This is one of those stories where Microsoft gets to wear the white hat. On Monday, the company filed its first lawsuit against alleged click fraud hackers. The suit is filed against three people that Microsoft says perpetrated a "massive" click fraud scam involving hundreds of thousands of IP addresses. The alleged click-fraudsters were having their bots click on advertisements selling auto insurance and items associated with the World of Warcraft on-line game, reports IDG News Service. Microsoft is asking the court that those three pay at least US$750,000 in damages.
These folks were allegedly trying to bilk their competitors with the scheme. The bots click on the ads, and the money owed by advertisers grows and grows. Meanwhile there are no leads and certainly no sales generated by the all of those clicks.
The complaint, filed at the U.S. District Court for the Western District of Washington is against Eric Lam, Gordon Lam and Melanie Suen, of Vancouver, Canada. Documents claim that the three breached Microsoft's adCenter to run their scheme. The story reports:
"The on-line advertising industry has been making strides in this area for years, implementing technology, best practices and techniques to help address issues such as click fraud," wrote Tim Cranton, the software company's associate general counsel, in a blog posting. "Today’s action is one more step to expand that effort by utilizing the legal system to combat click fraud.

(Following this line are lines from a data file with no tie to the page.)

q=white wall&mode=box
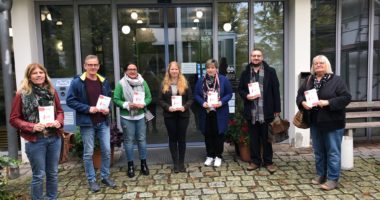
[11,0,40,162]
[288,0,311,148]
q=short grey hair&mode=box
[84,55,99,63]
[310,55,333,75]
[206,59,218,69]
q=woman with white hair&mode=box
[296,55,351,190]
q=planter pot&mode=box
[92,146,115,169]
[7,165,20,180]
[238,143,251,162]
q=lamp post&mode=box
[0,0,17,159]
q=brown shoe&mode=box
[265,164,277,173]
[311,176,326,185]
[247,163,260,171]
[320,180,337,190]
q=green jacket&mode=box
[113,81,152,116]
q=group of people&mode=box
[9,49,351,199]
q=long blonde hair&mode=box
[162,61,188,95]
[19,63,54,95]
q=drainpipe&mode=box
[0,0,17,159]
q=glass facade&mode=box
[40,5,76,78]
[373,1,380,100]
[311,0,336,71]
[341,0,369,101]
[79,5,114,86]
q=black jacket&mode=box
[296,74,351,132]
[158,85,193,118]
[238,61,281,122]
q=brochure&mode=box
[207,91,219,105]
[171,96,182,109]
[304,88,319,107]
[248,82,261,97]
[96,95,111,110]
[38,106,55,124]
[133,91,145,104]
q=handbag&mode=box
[268,116,290,143]
[145,109,155,122]
[293,110,309,129]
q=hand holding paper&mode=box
[248,82,261,98]
[304,89,319,107]
[39,106,55,125]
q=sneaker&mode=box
[204,157,214,166]
[88,181,100,192]
[247,163,260,171]
[214,157,222,167]
[101,178,116,188]
[320,180,337,190]
[311,176,326,185]
[265,164,277,173]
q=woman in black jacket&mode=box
[296,55,351,190]
[159,61,193,173]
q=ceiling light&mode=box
[141,28,146,31]
[131,11,138,20]
[196,10,203,18]
[137,19,143,24]
[223,23,232,32]
[122,25,131,34]
[9,28,12,37]
[56,21,63,26]
[46,13,52,21]
[41,14,46,21]
[193,18,199,23]
[192,27,197,30]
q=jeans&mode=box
[248,121,273,166]
[25,135,61,200]
[310,125,344,181]
[80,121,111,182]
[121,117,147,161]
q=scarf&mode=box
[120,74,145,116]
[202,73,220,101]
[250,64,265,124]
[21,84,54,123]
[313,74,331,94]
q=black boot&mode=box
[169,143,179,173]
[141,159,149,175]
[127,161,135,178]
[178,141,186,172]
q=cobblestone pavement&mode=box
[7,142,380,199]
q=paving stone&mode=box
[225,180,241,187]
[202,188,217,194]
[180,183,195,189]
[194,182,207,189]
[254,191,270,198]
[284,190,304,197]
[217,187,231,194]
[184,196,200,200]
[230,186,248,193]
[170,190,184,197]
[220,193,238,200]
[200,194,220,200]
[209,181,225,188]
[238,192,256,199]
[155,190,169,197]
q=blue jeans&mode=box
[80,122,111,182]
[25,135,61,200]
[310,125,344,181]
[121,117,147,161]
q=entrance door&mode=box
[117,5,212,145]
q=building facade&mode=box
[1,0,379,153]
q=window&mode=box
[40,5,76,78]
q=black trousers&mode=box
[204,111,225,158]
[164,116,189,164]
[249,121,273,166]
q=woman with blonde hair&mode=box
[159,61,193,172]
[10,63,64,199]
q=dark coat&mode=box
[296,74,351,132]
[158,85,193,118]
[194,74,233,134]
[238,61,281,123]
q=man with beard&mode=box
[238,49,281,173]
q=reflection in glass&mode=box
[311,0,336,71]
[253,1,284,107]
[340,0,368,101]
[217,2,248,80]
[79,5,114,86]
[40,5,76,78]
[373,2,380,100]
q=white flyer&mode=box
[96,95,111,110]
[304,88,319,107]
[171,96,182,108]
[207,91,219,106]
[133,91,145,104]
[248,82,261,97]
[38,106,55,125]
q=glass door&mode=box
[117,5,212,145]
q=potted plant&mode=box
[0,156,21,180]
[226,113,251,162]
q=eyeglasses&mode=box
[127,68,137,71]
[86,63,100,68]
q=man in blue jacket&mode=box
[238,49,281,173]
[66,55,116,192]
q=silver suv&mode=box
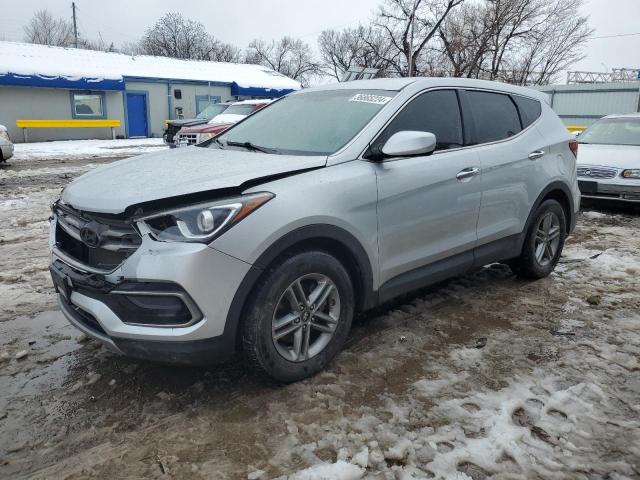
[49,78,579,382]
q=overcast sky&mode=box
[1,0,639,82]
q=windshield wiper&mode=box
[226,141,279,154]
[214,138,226,149]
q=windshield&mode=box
[196,103,229,120]
[579,118,640,146]
[214,90,397,155]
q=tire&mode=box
[241,250,354,383]
[508,199,567,279]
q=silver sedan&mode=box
[577,113,640,203]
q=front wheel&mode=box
[508,199,567,279]
[241,251,354,383]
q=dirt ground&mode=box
[0,153,639,480]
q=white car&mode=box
[577,113,640,203]
[0,124,13,162]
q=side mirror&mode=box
[381,131,437,158]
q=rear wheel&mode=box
[242,251,354,383]
[508,199,566,279]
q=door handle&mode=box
[528,150,545,161]
[456,167,481,182]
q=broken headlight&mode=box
[136,192,274,243]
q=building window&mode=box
[71,92,106,118]
[174,89,182,99]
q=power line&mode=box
[591,31,640,39]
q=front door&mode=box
[374,89,482,289]
[126,92,148,137]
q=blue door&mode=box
[126,92,148,137]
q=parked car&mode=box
[576,113,640,203]
[163,102,232,147]
[0,124,14,162]
[175,100,271,147]
[49,78,579,383]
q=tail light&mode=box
[568,139,578,158]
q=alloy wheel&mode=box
[271,273,341,362]
[534,212,561,266]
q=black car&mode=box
[163,102,231,147]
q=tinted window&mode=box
[466,91,521,143]
[375,90,463,151]
[512,95,542,128]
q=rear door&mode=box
[374,89,482,290]
[461,90,546,246]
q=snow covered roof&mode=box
[0,41,301,96]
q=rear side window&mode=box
[466,91,521,143]
[512,95,542,128]
[376,89,463,151]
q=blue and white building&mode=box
[0,41,301,142]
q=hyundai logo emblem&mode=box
[80,221,105,248]
[584,169,591,176]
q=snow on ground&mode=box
[0,150,639,479]
[10,138,167,162]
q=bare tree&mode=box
[376,0,464,76]
[210,40,242,63]
[23,9,74,47]
[140,13,236,61]
[505,0,592,85]
[438,0,592,85]
[246,37,319,86]
[318,26,397,80]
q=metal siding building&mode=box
[535,83,640,129]
[0,42,301,142]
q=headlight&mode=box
[198,132,215,143]
[622,169,640,179]
[136,192,274,243]
[0,129,9,142]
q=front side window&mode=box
[215,90,397,155]
[72,93,104,118]
[579,117,640,146]
[374,89,463,152]
[466,91,521,143]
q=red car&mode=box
[176,100,271,146]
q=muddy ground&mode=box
[0,153,639,479]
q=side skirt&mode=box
[377,233,523,305]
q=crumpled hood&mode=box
[577,143,640,170]
[62,147,327,214]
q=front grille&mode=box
[54,203,141,271]
[577,166,618,179]
[177,133,198,146]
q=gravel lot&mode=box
[1,145,639,479]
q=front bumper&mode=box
[578,179,640,203]
[49,217,253,364]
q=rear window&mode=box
[225,104,258,116]
[512,95,542,128]
[466,91,522,143]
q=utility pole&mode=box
[72,2,78,48]
[407,0,418,77]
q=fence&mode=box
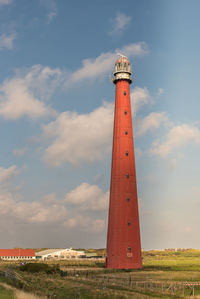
[1,267,200,297]
[60,269,200,297]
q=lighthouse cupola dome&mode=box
[113,55,132,84]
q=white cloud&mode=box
[151,124,200,157]
[169,158,177,170]
[29,200,67,224]
[0,32,16,50]
[110,12,132,35]
[130,87,168,137]
[0,65,64,120]
[131,87,151,115]
[40,0,57,23]
[64,215,105,233]
[23,65,64,101]
[185,226,191,233]
[0,77,55,120]
[135,112,169,137]
[0,165,18,184]
[68,42,148,85]
[41,85,166,166]
[131,87,164,115]
[0,182,107,234]
[0,0,12,5]
[42,101,114,166]
[47,11,57,22]
[65,183,109,211]
[13,147,27,157]
[157,88,164,96]
[0,189,106,247]
[0,192,68,223]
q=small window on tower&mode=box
[124,91,126,96]
[124,110,127,115]
[125,130,128,135]
[128,247,131,252]
[128,221,131,226]
[125,151,128,156]
[126,173,129,178]
[126,197,130,202]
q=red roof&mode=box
[0,249,35,257]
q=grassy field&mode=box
[1,249,200,298]
[0,284,14,299]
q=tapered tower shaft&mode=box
[106,57,142,269]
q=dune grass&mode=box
[142,249,200,272]
[1,249,200,298]
[0,284,14,299]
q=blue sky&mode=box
[1,0,200,250]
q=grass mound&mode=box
[0,285,14,299]
[20,263,60,274]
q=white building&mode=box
[36,248,85,260]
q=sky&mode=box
[1,0,200,250]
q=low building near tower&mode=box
[36,248,85,260]
[0,249,36,260]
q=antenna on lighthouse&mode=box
[117,52,128,59]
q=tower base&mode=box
[106,258,142,269]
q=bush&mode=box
[20,263,60,274]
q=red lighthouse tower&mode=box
[106,55,142,269]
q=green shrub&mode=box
[20,263,60,274]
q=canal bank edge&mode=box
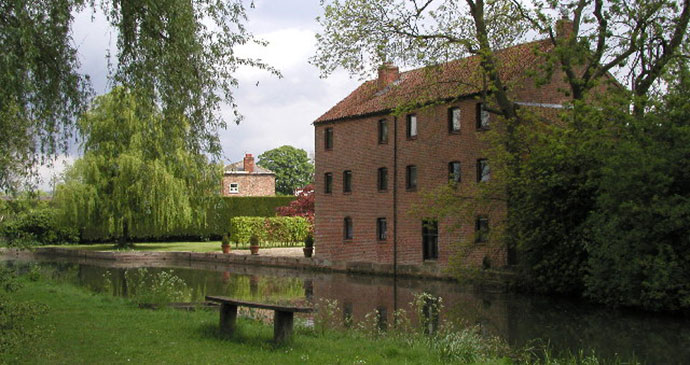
[1,247,469,281]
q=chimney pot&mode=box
[243,153,255,173]
[378,62,399,86]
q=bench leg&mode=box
[273,311,294,344]
[219,303,238,336]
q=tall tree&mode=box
[55,88,218,247]
[1,0,276,191]
[257,146,314,195]
[511,0,690,115]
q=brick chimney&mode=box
[243,153,255,173]
[556,17,574,39]
[378,62,399,86]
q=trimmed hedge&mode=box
[230,216,311,245]
[79,196,296,242]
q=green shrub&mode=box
[1,208,78,246]
[230,216,311,244]
[75,196,296,242]
[305,234,314,247]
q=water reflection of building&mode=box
[313,274,510,337]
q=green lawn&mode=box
[42,241,302,253]
[5,278,485,364]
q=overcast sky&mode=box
[38,0,361,191]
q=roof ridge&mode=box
[314,38,553,124]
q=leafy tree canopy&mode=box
[276,184,314,228]
[257,146,314,195]
[1,0,276,192]
[54,88,219,246]
[1,0,90,192]
[313,0,689,115]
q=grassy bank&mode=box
[5,277,503,364]
[41,241,302,253]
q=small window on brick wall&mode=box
[475,216,489,243]
[377,217,387,241]
[343,170,352,193]
[377,167,388,191]
[406,114,417,139]
[406,165,417,190]
[477,159,490,182]
[344,216,353,240]
[378,119,388,144]
[228,183,239,194]
[448,107,461,133]
[325,127,334,150]
[324,172,333,194]
[476,103,490,129]
[448,161,461,184]
[422,219,438,260]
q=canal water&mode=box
[3,255,689,364]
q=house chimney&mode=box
[556,17,574,39]
[243,153,255,173]
[378,62,399,86]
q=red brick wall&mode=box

Enforcement can play a critical safety role, supplementing technology and industry best practices, by using lawsuits and criminal prosecutions to stop the most egregious violators and hold them accountable for the fraud they commit."
Microsoft said it had traced back a series of questionable, high-volume clicks to computers or servers run by Lam, who has links with both a World of Warcraft on-line store and auto-insurance advertising.
It is good to see the mighty legal resources of Microsoft to used to fight the good fight.